Tragically many young people cleave to ideologies and believe they are climate-change-warriors or transgender heroines. They are doomed to disappointment. Weirdly there is some truth in their claims that, for them, “words are violence” and they feel “unsafe” when faced with people who disagree with them. They are indeed unsafe, because their self is a construct of performance and ideology. They try every day to embody an abstraction or see in the world unscientific unrealities and are destined, every day, to fail. They lack an autonomous emotionally authentic felt-sense. Their safety is grounded – or better ungrounded - in an artificial persona, a performance of a person, rather than in acceptance of the welter of emotional, intellectual and experiential stimuli which manifest alongside our feeble will. Their being is threatened by reality every day so it is not surprising they live on the verge of hysteria.
So here we are, a nation divided by delusions, suffering the end of exhausted and exhausting dysfunctional systems. Big Tech won't save us. Much of what it has to offer is becoming less and less popular. Everyone who wants an electric car has already got one. We don't want more annoying touchscreens. We don't want incessant upgrades. We don't need more AI slop. Perhaps we can dream of a glorious fustercluck wherein the HMRC's magnificent Making Tax Digital is hacked and relentlessly and unstoppably refunds to the self-employed the taxes they have paid since 2015. More likely there will be chaos and blackouts and street fights and grotesque injustice.

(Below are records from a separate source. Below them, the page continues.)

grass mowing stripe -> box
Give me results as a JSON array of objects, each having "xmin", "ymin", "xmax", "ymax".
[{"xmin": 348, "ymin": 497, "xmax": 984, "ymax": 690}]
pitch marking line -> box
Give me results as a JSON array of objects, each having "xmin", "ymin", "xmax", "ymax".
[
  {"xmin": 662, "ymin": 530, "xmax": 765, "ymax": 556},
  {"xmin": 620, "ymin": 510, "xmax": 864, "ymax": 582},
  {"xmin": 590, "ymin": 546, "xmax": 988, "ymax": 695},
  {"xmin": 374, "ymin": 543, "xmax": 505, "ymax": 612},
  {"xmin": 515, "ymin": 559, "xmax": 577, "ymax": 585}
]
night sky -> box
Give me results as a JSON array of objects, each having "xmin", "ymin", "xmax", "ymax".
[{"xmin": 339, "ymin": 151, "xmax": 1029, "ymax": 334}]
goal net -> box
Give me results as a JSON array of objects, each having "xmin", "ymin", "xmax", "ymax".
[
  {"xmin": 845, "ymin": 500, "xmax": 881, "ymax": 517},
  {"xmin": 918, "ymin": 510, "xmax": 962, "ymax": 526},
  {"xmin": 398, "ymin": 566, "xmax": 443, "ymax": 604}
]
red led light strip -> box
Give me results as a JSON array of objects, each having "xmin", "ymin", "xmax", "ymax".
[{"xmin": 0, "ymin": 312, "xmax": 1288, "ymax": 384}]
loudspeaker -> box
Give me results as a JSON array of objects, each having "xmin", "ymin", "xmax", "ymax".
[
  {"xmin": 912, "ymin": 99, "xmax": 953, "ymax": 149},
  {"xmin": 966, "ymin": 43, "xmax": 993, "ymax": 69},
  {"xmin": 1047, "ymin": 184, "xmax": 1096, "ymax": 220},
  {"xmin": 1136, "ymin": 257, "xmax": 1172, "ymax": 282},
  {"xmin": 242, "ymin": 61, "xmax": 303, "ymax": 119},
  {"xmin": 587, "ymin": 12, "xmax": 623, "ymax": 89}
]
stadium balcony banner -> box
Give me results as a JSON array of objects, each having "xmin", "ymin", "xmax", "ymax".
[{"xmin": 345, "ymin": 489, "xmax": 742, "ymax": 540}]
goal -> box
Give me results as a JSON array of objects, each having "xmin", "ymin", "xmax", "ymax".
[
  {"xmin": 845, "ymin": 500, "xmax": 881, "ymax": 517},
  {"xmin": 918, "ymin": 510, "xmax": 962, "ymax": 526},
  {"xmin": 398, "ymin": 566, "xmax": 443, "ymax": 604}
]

This year it is going to kick off. And it will be a mess. Soon something unexpected, foolish or ridiculous will hit us and the remnants of the social contract will be swept away. Maybe we will have to learn how defend ourselves and cook over an open fire again.

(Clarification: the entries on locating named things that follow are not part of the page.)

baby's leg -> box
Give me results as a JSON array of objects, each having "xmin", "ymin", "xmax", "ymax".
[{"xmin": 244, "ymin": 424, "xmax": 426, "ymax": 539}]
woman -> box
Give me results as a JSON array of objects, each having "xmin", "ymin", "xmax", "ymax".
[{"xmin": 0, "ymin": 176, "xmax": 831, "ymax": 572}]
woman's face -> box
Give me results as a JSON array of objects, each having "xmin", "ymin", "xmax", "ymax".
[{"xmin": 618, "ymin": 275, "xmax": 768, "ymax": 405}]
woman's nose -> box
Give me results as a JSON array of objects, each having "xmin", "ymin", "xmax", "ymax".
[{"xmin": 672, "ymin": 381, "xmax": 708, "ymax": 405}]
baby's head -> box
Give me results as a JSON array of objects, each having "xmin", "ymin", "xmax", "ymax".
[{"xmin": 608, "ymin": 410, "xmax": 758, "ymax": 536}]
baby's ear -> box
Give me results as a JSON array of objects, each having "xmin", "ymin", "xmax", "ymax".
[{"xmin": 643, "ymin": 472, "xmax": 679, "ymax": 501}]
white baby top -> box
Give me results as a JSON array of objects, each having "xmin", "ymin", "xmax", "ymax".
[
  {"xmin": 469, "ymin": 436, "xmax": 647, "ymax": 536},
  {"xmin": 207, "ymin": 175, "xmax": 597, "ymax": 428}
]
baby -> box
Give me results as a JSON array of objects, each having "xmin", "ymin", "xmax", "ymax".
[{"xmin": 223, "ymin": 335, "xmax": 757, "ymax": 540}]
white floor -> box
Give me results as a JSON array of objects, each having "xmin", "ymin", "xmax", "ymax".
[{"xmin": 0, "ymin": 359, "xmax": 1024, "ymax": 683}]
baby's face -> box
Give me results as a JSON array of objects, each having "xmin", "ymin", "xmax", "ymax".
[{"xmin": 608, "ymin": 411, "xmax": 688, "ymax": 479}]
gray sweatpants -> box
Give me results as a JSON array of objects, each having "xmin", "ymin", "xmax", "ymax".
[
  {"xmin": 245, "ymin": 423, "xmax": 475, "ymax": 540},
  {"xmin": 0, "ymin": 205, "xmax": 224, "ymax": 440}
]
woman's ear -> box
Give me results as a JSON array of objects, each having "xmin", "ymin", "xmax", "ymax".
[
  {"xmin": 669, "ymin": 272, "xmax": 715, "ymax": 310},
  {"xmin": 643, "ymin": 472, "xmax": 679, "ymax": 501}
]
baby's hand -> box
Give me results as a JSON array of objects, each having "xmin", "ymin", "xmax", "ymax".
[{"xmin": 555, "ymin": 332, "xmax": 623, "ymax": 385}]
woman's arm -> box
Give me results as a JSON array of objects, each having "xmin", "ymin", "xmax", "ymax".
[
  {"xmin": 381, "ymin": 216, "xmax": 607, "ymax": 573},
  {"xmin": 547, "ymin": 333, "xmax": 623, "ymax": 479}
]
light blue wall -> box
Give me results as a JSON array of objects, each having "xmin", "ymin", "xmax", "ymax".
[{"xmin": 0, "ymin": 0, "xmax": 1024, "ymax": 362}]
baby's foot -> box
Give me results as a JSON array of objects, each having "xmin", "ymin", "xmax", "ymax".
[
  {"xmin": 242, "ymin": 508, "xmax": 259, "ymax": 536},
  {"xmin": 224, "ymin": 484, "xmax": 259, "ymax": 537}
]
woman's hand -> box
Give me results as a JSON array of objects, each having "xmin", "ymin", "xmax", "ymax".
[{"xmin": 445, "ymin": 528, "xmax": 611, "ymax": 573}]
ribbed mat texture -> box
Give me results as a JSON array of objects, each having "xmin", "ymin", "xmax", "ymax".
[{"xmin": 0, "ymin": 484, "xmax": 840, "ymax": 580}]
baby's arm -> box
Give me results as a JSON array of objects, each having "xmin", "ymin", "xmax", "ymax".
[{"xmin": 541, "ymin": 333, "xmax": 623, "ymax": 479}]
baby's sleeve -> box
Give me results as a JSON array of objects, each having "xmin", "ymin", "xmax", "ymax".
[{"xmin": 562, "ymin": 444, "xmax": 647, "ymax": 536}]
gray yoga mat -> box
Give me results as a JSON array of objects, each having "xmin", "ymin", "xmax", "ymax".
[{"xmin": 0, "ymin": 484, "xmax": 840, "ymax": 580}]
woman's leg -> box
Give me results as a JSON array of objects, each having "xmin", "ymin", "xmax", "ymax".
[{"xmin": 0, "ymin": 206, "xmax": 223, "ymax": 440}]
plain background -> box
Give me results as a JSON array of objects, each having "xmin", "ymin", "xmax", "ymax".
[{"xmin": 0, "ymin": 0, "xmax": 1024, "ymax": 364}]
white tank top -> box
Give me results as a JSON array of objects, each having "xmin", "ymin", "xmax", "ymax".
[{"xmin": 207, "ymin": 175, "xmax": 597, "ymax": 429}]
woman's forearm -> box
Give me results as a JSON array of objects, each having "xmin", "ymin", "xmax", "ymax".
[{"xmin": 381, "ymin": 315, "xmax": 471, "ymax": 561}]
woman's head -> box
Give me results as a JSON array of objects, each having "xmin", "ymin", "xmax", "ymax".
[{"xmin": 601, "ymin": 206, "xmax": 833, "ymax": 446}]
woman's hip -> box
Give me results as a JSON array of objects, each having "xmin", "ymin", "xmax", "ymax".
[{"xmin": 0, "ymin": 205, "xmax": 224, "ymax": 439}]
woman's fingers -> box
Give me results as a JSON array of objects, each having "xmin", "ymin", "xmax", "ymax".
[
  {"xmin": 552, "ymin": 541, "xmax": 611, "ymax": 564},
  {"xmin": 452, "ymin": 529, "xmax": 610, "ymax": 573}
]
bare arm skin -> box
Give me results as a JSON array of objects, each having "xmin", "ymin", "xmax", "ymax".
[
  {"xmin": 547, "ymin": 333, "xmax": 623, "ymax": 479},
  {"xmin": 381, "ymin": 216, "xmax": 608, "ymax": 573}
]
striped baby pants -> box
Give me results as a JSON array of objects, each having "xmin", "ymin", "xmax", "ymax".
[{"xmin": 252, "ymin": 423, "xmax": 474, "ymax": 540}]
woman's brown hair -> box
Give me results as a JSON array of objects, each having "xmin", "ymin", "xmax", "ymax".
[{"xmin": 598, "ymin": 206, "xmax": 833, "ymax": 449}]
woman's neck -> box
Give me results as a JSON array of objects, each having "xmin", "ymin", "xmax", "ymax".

Nevertheless all over the world there are good, sensible, kind people. I hope you know many of them. The last hundred years have shown us, yet again, that Top Down doesn't work. So the decent solutions that emerge from this disaster will be Bottom Up. For myself, I see more and more the need for humility and for courage. I have tremendous admiration for our forebears and I marvel at the beauty, the elegance and the order of the civilisation that we are squandering. We are being assaulted by the delerium of social media, net zero, public relations and political posturing. This is our modern version of the fog of war. If we are fortunate the fog will be blown away and we will be able to find our way out of the wreckage. I hope we are fortunate. I haven't got the answers. But perhaps each one of us has one small, important part to contribute. I wish you all the best of luck.